ISRCTN - ISRCTN22433402: Fesoterodine fumarate for the treatment of neurogenic bladder

Plain English Summary

Background and study aims
An overactive bladder is a common condition in which the bladder muscle contracts too often or without warning. This causes the sufferer to feel the need to urinate more frequently and/or urgently, the need to get up in the night to urinate and in some cases, incontinence. Neurogenic detrusor overactivity (NDO) is where the overactive bladder has an underlying neurological (nervous system) cause. NDO is most commonly seen in people with multiple sclerosis (MS) or a spinal cord injury (SCI). This happens because changes and damage to the nerves involved in bladder activity can lead to involuntary contractions of the bladder muscle leading to urinary leaking. Fesoterodine is a medication which is used to treat overactive bladder. It works by blocking a chemical in the body which triggers the contractions of the bladder, causing the bladder muscle to relax. The aim of this study is to test the safety and efficiency of using Fesoterodine to treat patients with NDO.

Who can participate?
Adults with an overactive bladder as a result of MS or SCI.

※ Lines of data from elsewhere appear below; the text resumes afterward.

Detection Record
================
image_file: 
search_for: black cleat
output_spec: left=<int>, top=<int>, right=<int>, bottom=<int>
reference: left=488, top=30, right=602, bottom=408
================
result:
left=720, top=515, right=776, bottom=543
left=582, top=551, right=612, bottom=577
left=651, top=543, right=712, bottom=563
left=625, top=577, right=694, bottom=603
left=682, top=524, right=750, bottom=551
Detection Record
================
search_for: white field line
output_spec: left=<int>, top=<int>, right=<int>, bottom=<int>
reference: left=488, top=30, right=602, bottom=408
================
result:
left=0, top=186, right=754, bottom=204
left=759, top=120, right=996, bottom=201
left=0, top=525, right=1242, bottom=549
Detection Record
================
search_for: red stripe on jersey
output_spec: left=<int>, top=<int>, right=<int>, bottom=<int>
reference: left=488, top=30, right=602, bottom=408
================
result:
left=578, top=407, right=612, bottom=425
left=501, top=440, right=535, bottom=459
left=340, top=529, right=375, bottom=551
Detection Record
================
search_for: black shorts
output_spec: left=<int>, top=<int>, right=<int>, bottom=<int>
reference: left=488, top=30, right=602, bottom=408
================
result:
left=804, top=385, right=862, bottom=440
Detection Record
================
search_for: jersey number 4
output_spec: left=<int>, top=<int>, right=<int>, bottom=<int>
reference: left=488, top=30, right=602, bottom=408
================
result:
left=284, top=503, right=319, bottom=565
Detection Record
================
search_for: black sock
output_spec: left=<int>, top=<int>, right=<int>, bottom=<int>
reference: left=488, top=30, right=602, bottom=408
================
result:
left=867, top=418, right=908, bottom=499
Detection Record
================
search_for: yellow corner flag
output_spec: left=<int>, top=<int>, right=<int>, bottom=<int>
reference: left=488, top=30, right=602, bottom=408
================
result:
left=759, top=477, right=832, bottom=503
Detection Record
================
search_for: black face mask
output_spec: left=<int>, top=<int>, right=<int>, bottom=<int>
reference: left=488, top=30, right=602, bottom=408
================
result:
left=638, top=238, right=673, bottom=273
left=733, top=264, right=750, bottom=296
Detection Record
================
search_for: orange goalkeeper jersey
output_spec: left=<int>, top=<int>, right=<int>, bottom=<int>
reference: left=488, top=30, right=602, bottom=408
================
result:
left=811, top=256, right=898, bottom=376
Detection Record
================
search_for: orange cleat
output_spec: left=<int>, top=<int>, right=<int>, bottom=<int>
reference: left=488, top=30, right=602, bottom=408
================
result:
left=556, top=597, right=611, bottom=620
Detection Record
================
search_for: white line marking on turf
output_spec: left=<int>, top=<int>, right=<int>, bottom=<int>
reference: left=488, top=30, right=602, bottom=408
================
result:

What does the study involve?
After a period of two weeks in which no medication is taken (washout period), all participants receive 8mg Fesoterodine to take every day for three months. At the start of the study and again after the three months of treatment, participants undergo a test in order to find out how well their bladder is working. The test begins with the patient emptying their bladder into a special toilet to measure the amount of urine passed and the flow. Two very thin tubes (catheters) are then placed inside the bladder in order to monitor how it fills up (one tube fills up the bladder with liquid and the other measures the pressure). Once the bladder is full, x rays are taken, before the patient is asked to empty the bladder into the special toilet again with the tubes in place.

What are the possible benefits and risks of participating?
Participants benefit from receiving an in depth evaluation of how well their bladder is working, as well as receiving a treatment likely to help improve their bladder function and quality of life. There are no notable risks involved for participants in this study.

Where is the study run from?
National Rehabilitation Center, Athens (Greece)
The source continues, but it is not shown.